Toto Wolff has admitted the champions are currently second-best in that department, though he vowed that improvements in the Mercedes PU were on the way as well. The aforementioned aerodynamic regulations have added another layer of complexity to Mercedes’s bid to claw back that deficit, and it will be fascinating to see how things play out in the next few races.

Supporting Cast

the teams won’t publicly admit it, at least this early in a season, Verstappen and Hamilton are their undisputed number 1 drivers and any championship battle between Red Bull and Mercedes will come down to those two. But that doesn’t diminish the say Bottas and Sergio Pérez might have in the race for the drivers’ and constructors’ titles.

Valtteri Bottas has been the perfect wingman for Hamilton since he succeeded Nico Rosberg in 2017, and as hard as he may try to convince the outside world that he wants to beat his teammate more than anything – there’s an entire Drive to Survive episode dedicated to it – the truth remains that he doesn’t have the ruthlessness, race-craft or consistency to dethrone Hamilton. Mercedes are perfectly happy for him to play second fiddle while consolidating their position at the top.

This season however presents a unique challenge, as none of Mercedes’ past title rivals had a driver pairing as evenly matched as Red Bull’s latest. Yes, Max is still very much the alpha, but Checo Pérez will be a lot closer in his rear-view mirrors than Gasly and Alex Albon ever managed to be. And if he can stay clear of the reliability issues that plagued Daniel Ricciardo in 2018, then the Bulls really do have a two-horned threat to attack with.

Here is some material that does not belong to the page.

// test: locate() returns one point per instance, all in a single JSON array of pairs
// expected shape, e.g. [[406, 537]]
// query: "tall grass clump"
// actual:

As the first race showed, strategy is just as important as the car and driver itself, and with two pawns at the top rather than just the one, Red Bull have every chance to win this game of chess.

The three-week wait after a season opener for the ages has whetted the appetites of the F1 fanbase to leave us salivating at what could be in store for Imola and beyond. Whether Mercedes make it eight in a row or Red Bull return to the top, what we can expect is for the fight to go down to the wire.